Epstein–Barr virus (EBV) establishes a lifelong latent infection in B lymphocytes. Viral LMP2A mRNA is frequently detected in peripheral blood B lymphocytes and the protein is often present in tumor biopsies from EBV malignancies. This suggests LMP2A plays an important role in viral latency, as well as in progression of EBV related diseases such as Burkitt's lymphoma, Nasopharyngeal carcinoma, and Hodgkin's lymphoma. Portis and Longnecker (2004) have found that LMP2A induces activation of B cell Ras pathway in vivo. Using down stream inhibitors of Ras signaling components, they demonstrated activation of PI3K/Akt pathway is involved in LMP2A mediated B cell survival and resistance to apoptosis Caldwell et al. (1998) demonstrated the ability of LMP2A to provide survival signals to B-cells in vivo where expression of an LMP2A transgene in mice disrupts with normal B-cell development. This results in BCR-negative cells being able to exit the bone marrow and survive in peripheral lymphoid organs. B-cells from LMP2A transgenic E line undergo immunoglobulin light chain rearrangements, but not heavy chain rearrangement. This indicates that LMP2A signaling bypasses the requirement for immunoglobulin recombination and allows immunoglobulin M-negative type cells to bypass apoptosis, allowing them to colonize peripheral lymphoid organs.

==LMP2B==

Eight exons of LMP2 isoforms encode 12 membrane spanning segments that are connected by short hydrophilic loops and ends with a 27 amino acid cytoplasmic C-terminus domain. LMP2B, unlike LMP2A, does not contain the N-terminal 119 amino acid cytoplasmic signaling domain. Most LMP2 research is focused on LMP2A isoform due to its unique expression in latently infected B lymphocytes in situ. LMP2B protein function is unknown. There has not been a comprehensive phenotypic analysis of the LMP2B isoform because of its hydrophobic character.

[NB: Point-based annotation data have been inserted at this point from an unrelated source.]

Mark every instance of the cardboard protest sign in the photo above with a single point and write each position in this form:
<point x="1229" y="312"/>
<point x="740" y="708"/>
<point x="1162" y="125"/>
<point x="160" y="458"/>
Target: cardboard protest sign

While the role of LMP2B in pathogenesis remains uncertain, homology studies comparing the LMP2 gene of EBV with Rhesus and Baboon Lymphocryptovirus, have revealed promoter regulatory elements, Epstein–Barr nuclear antigen-2 responsiveness, and the ability to make LMP2B transcripts are conserved. This implies that an unrecognized role for LMP2B in the EBV life cycle has yet to be determined.